Transphosphatidylation activity in Clostridium butyricum. Evidence for a secondary pathway by which membrane phospholipids may be synthesized and modified.

Membrane particles from Clostridium butyricum, incubated with Triton X-100 and 32P-labeled phosphatidylethanolamine, phosphatidylglycerol, or phosphatidylserine, resulted in the labeling of three phospholipids. These unknown phospholipids incorporated label from the phosphate and acyl chains of the substrate, but not from the head group. Two-dimensional TLC of the intact lipids and their deacylation products showed that these lipids were phosphatidic acid, cardiolipin, and the previously unreported phosphatidyltriton. The reaction involved the transfer of the phosphatidyl moiety of the substrate molecule in a phospholipase D-like manner. The reaction displayed sigmoidal kinetics, did not require divalent cations, possessed an acidic pH optimum, and was sensitive to thermal inactivation. Differences in thermal sensitivity and pH optimum indicated that a distinct enzyme activity may be involved in the formation of cardiolipin. A primary alcohol group was required on the acceptor molecule, which could be either amphipathic or water-soluble.

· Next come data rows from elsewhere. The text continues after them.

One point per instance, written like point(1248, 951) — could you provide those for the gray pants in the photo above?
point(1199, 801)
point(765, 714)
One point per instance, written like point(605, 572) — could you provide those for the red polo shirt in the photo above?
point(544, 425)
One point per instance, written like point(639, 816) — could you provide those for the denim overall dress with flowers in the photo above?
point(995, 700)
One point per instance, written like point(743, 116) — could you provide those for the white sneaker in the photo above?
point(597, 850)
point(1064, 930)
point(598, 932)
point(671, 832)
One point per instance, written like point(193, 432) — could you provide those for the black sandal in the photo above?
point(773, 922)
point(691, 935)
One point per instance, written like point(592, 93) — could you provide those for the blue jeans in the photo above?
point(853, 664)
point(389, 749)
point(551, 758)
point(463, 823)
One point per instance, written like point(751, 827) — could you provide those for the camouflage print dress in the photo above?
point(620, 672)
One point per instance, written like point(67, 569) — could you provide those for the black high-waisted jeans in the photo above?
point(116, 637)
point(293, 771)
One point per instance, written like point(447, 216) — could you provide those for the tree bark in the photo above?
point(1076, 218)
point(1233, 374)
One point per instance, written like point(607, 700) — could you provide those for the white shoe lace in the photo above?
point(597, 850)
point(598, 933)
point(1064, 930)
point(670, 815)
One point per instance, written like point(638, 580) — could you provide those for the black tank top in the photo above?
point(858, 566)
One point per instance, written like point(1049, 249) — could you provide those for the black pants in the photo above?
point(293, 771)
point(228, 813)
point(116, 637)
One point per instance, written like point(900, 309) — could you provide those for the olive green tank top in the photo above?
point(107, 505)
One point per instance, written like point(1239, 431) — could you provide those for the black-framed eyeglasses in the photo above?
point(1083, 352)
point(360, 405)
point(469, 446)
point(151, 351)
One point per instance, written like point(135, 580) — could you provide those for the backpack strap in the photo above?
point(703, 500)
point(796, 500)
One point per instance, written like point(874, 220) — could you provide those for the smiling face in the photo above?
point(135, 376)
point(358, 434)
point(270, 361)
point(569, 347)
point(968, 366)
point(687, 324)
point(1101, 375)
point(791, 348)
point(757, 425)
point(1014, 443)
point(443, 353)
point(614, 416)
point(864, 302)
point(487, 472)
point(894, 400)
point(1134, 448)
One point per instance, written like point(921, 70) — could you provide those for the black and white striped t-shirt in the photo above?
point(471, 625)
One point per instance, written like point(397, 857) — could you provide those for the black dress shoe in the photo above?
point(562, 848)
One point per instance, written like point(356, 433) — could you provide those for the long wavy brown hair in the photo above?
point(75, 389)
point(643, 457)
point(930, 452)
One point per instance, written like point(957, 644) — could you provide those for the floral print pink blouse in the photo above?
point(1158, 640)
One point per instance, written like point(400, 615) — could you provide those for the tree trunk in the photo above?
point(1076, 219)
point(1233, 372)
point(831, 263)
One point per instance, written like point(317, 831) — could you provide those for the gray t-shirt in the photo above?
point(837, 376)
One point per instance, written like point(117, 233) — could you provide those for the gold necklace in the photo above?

Addition of exogenous unlabeled phosphatidylglycerol resulted in the increased formation of cardiolipin, with a concomitant decrease in the level of phosphatidyltriton formed. Labeled phosphatidylethanolamine, phosphatidylglycerol, or phosphatidylserine could be formed upon addition of their corresponding alcoholic head group to incubations containing a 32P-labeled phosphatidyl donor and Triton X-100. These results indicate that, in C. butyricum, enzymic steps exist that would allow remodeling of the membrane phospholipids, without requiring de novo biosynthesis.